In berndbischl/mlr: Machine Learning in R

library("mlr")
library("BBmisc")
library("ParamHelpers")

# show grouped code output instead of single lines
knitr::opts_chunk$set(collapse = TRUE)

Function makeImputeMethod() permits to create your own imputation method. For this purpose you need to specify a learn function that extracts the necessary information and an impute function that does the actual imputation. The learn and impute functions both have at least the following formal arguments:

data is a base::data.frame() with missing values in some features.
col indicates the feature to be imputed.
target indicates the target variable(s) in a supervised learning task.

Example: Imputation using the mean

Let's have a look at function imputeMean (imputations()).

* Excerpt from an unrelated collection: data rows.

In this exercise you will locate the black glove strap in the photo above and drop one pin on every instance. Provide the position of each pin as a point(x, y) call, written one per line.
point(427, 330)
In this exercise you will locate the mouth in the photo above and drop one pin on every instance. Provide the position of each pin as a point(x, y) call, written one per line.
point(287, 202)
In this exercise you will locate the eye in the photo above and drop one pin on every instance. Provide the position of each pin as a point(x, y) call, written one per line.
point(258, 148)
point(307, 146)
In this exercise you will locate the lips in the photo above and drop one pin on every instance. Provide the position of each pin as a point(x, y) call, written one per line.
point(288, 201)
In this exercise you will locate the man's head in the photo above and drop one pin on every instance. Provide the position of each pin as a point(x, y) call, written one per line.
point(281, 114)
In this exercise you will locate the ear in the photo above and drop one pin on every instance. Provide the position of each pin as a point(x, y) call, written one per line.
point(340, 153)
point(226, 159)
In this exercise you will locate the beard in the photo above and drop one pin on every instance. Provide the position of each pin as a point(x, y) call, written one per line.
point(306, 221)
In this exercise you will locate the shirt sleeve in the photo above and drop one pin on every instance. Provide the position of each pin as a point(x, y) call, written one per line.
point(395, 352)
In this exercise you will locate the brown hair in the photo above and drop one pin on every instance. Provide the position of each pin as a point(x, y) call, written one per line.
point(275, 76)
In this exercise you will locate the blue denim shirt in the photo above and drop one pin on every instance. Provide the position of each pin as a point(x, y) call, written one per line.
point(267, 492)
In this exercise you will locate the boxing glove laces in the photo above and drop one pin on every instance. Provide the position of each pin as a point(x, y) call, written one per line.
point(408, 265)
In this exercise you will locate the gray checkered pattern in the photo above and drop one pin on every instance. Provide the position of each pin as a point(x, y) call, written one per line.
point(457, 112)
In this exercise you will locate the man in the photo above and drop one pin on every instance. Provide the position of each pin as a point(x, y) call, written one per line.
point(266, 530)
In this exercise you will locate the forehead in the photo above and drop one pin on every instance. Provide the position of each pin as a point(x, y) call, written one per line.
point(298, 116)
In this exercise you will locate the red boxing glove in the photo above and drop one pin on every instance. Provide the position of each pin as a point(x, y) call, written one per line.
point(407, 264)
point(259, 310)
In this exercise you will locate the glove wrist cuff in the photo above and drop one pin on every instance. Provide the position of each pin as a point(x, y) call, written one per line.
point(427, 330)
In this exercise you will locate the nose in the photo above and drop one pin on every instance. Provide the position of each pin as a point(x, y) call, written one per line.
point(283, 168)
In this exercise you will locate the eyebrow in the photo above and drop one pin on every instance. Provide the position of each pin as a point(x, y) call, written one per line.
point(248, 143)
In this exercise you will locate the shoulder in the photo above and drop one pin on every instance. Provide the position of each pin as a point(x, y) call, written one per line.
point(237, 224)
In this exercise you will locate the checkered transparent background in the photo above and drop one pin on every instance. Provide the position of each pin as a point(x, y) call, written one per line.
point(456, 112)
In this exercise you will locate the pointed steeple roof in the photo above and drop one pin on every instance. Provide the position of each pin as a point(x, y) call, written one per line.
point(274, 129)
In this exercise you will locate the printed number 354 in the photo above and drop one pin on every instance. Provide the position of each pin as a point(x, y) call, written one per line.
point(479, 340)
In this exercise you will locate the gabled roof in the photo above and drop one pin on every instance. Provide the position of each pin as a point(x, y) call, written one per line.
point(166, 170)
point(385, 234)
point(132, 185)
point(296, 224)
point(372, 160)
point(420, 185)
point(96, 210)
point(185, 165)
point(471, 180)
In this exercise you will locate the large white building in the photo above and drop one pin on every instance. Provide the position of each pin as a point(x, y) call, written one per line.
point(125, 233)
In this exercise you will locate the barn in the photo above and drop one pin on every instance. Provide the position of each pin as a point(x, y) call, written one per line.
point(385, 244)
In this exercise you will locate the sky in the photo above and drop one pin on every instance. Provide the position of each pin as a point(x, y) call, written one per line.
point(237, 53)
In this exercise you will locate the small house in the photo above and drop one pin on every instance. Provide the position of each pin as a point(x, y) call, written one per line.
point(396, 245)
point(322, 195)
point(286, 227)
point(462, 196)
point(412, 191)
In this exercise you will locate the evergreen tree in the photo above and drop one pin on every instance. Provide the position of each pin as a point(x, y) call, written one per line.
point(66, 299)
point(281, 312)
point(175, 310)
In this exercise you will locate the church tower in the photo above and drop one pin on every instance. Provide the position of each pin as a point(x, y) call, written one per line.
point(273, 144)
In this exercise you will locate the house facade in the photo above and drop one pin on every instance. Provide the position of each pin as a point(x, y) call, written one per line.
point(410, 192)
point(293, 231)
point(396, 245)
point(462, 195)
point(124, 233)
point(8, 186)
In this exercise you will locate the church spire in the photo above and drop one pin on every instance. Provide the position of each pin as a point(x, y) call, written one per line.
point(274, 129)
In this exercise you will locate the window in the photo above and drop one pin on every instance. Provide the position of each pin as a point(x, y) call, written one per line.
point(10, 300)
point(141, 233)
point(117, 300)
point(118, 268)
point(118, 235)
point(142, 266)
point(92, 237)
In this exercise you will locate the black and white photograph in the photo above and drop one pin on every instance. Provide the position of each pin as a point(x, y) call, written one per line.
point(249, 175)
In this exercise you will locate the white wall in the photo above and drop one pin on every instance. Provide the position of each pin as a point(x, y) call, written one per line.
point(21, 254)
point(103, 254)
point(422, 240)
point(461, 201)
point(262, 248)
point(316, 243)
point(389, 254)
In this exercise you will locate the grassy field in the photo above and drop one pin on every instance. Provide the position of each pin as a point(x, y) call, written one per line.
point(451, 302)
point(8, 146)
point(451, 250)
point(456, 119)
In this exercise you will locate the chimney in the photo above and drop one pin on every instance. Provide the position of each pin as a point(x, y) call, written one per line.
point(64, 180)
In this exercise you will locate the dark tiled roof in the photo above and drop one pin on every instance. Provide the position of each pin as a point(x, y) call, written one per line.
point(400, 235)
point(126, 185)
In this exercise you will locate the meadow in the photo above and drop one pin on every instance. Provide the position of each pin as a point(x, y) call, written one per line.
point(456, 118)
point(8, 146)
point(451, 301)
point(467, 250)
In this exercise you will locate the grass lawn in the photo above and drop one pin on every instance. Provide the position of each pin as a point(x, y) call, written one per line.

showFunctionDef = function(fun, name = sub("^[^:]*:+", "", deparse(substitute(fun)))) {
  l = deparse(fun)
  l[1] = paste(name, l[1], sep = " = ")
  l
}

imputeMean (imputations()) calls the unexported mlr function simpleImpute which is defined as follows.

The learn function calculates the mean of the non-missing observations in column col. The mean is passed via argument const to the impute function that replaces all missing values in feature col.

Writing your own imputation method

Now let's write a new imputation method: A frequently used simple technique for longitudinal data is last observation carried forward (LOCF). Missing values are replaced by the most recent observed value.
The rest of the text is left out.